Thank you for taking out the time reading this. Looking forward for your advice.

Concerned Person


----------



## Gavtek (Aug 23, 2009)

Send her home (obviously as sympathetically as you can), otherwise she'll end up in jail.

Do you mean she arrived in Dubai last month and is managed to get pregnant already?


----------



## biancacurtis (Dec 7, 2014)

Gavtek said:


> Send her home (obviously as sympathetically as you can), otherwise she'll end up in jail.
> 
> Do you mean she arrived in Dubai last month and is managed to get pregnant already?
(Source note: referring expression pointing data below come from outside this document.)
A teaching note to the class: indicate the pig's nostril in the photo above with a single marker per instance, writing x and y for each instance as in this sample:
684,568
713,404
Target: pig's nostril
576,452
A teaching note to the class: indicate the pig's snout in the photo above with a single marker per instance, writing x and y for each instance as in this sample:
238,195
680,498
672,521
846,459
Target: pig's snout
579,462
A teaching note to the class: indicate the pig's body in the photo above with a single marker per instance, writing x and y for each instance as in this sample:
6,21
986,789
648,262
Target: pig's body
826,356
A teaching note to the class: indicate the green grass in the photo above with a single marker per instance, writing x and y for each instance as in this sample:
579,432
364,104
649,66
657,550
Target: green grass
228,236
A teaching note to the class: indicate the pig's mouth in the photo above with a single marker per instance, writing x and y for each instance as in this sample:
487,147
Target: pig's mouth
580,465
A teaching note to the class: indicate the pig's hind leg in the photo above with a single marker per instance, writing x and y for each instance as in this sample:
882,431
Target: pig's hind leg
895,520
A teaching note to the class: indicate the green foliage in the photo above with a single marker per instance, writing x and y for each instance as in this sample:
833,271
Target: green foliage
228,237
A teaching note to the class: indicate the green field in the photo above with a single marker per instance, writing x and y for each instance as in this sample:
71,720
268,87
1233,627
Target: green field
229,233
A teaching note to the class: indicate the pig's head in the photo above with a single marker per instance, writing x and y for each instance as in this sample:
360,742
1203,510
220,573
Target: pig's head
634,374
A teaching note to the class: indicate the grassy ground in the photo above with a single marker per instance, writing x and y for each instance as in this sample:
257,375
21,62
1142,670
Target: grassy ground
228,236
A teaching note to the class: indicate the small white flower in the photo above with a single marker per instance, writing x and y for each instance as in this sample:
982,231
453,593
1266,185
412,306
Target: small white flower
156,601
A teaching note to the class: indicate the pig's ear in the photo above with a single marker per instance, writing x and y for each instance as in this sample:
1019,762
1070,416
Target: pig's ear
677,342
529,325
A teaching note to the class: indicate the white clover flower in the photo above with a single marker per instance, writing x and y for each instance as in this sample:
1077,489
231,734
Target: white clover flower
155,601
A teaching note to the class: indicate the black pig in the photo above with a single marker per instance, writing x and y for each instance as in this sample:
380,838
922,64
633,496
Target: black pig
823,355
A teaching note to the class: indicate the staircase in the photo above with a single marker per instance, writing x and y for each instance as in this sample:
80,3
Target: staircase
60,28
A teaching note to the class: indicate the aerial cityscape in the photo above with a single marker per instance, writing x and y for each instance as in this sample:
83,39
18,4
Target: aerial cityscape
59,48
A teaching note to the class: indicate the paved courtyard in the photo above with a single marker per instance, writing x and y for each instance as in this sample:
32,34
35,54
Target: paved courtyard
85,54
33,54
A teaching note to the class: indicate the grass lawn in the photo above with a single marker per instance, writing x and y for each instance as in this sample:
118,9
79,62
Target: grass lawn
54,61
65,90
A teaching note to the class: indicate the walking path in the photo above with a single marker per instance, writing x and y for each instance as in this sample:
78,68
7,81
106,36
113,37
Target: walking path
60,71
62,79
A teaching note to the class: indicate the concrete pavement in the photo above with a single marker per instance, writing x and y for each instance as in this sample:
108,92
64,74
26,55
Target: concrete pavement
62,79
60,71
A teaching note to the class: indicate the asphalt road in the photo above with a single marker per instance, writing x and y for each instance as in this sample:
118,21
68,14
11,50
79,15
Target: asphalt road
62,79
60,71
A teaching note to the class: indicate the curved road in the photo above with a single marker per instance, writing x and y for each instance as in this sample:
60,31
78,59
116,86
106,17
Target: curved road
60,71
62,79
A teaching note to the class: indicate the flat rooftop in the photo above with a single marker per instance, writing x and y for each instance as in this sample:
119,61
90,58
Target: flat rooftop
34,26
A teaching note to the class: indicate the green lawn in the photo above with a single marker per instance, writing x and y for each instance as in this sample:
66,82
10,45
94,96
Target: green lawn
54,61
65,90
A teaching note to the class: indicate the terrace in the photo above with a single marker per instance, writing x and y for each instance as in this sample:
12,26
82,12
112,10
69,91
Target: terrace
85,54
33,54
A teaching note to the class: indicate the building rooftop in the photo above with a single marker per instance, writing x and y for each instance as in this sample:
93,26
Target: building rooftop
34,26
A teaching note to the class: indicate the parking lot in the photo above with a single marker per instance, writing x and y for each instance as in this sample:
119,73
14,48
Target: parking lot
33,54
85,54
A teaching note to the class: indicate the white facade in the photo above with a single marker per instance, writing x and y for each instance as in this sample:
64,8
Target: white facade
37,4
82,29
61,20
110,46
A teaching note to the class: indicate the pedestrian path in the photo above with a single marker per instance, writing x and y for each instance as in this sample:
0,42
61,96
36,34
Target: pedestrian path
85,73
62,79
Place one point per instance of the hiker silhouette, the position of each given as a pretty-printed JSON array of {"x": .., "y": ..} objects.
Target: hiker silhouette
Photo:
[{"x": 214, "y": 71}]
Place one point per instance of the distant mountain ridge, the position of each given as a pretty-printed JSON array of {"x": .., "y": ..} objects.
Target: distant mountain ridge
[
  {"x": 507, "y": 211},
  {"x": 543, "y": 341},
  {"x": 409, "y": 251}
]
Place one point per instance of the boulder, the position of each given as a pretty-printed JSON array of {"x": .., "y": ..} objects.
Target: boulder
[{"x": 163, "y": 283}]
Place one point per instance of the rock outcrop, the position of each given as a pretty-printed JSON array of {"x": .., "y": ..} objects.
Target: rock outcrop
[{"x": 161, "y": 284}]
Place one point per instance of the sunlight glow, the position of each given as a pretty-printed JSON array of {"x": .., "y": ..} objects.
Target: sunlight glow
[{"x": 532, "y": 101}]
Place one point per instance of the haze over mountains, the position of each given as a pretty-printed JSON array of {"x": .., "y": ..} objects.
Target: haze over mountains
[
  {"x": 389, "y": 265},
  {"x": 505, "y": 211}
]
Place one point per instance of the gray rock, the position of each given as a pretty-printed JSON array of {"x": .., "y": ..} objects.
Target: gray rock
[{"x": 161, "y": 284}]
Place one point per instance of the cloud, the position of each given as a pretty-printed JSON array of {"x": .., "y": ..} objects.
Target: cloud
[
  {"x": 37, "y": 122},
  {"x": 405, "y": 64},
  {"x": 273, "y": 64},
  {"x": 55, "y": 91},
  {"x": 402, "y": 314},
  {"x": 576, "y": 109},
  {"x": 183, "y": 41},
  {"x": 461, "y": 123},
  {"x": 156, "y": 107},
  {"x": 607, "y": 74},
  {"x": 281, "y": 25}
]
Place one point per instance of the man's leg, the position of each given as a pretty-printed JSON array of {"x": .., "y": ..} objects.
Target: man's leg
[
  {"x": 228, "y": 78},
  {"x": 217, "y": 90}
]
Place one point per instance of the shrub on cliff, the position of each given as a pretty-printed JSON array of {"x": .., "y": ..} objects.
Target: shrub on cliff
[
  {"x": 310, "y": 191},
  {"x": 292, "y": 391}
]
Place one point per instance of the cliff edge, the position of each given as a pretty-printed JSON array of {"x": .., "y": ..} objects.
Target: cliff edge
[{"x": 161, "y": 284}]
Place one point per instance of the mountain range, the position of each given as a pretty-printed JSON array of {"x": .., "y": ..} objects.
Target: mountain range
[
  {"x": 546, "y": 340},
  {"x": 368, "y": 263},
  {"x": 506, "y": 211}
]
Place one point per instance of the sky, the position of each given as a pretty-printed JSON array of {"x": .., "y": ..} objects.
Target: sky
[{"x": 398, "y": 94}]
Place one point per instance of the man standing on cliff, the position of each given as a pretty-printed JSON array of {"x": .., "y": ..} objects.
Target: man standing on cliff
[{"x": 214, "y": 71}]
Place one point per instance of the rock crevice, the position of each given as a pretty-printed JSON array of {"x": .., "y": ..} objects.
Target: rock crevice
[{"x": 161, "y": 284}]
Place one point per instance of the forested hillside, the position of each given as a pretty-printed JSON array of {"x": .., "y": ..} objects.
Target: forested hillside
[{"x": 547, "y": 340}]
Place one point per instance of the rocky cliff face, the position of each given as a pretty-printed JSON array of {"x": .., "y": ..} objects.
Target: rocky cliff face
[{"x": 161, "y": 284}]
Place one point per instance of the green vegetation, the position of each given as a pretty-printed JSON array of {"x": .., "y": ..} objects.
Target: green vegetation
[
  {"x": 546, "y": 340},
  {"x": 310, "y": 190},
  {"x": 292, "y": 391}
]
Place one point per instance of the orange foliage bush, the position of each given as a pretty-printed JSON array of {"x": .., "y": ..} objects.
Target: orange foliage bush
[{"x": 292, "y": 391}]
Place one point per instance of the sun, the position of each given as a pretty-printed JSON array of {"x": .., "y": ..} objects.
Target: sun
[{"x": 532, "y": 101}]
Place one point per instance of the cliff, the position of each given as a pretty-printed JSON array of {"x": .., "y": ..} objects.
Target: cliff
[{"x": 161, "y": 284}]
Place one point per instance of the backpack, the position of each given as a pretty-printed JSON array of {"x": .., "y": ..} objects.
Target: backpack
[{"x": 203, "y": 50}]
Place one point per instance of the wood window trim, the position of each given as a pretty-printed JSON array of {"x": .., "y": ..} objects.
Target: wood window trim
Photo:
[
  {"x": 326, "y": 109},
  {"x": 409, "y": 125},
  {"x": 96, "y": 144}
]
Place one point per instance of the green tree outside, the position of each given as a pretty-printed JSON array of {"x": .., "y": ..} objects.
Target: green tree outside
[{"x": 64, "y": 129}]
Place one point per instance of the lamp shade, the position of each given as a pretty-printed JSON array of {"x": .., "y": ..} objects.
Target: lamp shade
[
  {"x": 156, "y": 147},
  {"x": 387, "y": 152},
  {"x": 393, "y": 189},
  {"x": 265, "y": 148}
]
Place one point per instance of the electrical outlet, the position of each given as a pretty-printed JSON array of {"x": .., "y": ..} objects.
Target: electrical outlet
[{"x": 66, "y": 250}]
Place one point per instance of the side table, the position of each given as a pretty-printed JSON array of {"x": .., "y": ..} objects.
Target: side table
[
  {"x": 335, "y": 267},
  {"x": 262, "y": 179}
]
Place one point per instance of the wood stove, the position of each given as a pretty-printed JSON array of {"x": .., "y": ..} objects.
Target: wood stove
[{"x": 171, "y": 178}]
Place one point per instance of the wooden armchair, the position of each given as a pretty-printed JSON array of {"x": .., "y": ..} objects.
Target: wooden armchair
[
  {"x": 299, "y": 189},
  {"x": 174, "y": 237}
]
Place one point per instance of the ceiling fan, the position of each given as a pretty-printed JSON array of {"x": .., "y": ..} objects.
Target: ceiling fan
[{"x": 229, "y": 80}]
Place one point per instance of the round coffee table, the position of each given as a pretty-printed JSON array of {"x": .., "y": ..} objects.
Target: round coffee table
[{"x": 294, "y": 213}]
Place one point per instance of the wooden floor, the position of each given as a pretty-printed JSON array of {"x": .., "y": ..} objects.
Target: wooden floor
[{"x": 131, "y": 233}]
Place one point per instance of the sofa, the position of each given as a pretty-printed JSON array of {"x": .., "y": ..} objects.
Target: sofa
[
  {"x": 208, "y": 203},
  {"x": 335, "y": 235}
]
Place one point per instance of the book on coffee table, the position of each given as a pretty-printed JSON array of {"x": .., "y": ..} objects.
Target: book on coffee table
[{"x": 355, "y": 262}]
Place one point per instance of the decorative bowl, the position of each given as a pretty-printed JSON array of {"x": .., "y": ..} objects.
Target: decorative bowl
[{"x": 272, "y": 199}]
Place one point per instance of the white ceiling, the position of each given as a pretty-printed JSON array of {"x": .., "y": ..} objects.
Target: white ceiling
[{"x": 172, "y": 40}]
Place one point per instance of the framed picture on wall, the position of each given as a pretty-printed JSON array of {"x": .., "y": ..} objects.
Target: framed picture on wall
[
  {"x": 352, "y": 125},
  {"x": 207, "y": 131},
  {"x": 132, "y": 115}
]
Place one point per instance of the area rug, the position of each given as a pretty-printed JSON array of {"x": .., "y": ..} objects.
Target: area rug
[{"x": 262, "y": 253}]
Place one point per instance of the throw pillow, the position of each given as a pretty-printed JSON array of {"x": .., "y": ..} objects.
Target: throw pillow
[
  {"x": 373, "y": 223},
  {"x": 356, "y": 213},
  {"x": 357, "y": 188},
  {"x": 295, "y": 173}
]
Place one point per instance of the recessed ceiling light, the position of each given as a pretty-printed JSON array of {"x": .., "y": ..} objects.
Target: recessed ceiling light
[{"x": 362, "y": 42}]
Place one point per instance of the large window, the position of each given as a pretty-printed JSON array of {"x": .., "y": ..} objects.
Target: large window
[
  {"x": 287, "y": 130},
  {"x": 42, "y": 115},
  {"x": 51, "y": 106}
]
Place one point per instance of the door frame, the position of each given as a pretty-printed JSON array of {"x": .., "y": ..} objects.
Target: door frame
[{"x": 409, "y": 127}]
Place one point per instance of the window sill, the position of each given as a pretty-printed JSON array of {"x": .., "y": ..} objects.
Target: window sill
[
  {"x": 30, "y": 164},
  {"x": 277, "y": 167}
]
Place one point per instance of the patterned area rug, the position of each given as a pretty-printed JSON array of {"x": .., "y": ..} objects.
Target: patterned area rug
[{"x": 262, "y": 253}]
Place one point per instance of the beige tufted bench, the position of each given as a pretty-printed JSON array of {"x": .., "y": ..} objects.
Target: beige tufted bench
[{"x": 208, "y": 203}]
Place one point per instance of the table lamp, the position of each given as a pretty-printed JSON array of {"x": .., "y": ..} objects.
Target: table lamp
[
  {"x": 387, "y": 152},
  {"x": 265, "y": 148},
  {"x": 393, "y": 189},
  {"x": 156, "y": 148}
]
according to her papers her medical was done on last week of October her last cycle was on the 8th of October so her results might have shown negative that time, She flies on the 2nd of November to dubai and maybe got pregnant here because she is leaving with her "boyfriend" who was a Pakistan national not sure though, but according to one of our staff who is her flatmate the guy was no where to find now . we just found out last week -Friday she was pregnant . I told her the management is planning to send her home but due to her debts back in their country she is pleading mercy from me to even get her visa done so she can comeback to UAE easily with her visa on her passport. Honestly I don't know what to do with her. :confused2:


----------



## Gavtek (Aug 23, 2009)

Tell her she has 3 options:

1 - Go home, have baby and raise it.
2 - Go home, have abortion, come back.
3 - Stay here, go to jail, have baby, get deported with or without baby.

Either way, she's getting on a plane. It's up to her whether it's of her own choosing, and if she gets to come back.

Seems strange that she arrives and is immediately living with a random Pakistani guy. I'm not against people having a private life and all that entails, far from it, but at least let the ink on your passport stamp dry first FFS.


----------



## TallyHo (Aug 21, 2011)

It is odd, a woman fresh off the plane from the Philippines immediately picks up a Pakistani boyfriend....

And aren't cleaning company staff provided with accommodation, usually of the 4-6 girls to a room? That's why they're paid so little. 

We've both been here long enough to know there's more to the Filipino's story than is being told to biancacurtis, or even to us. I wouldn't be surprised if she was moonlighting as a prostitute.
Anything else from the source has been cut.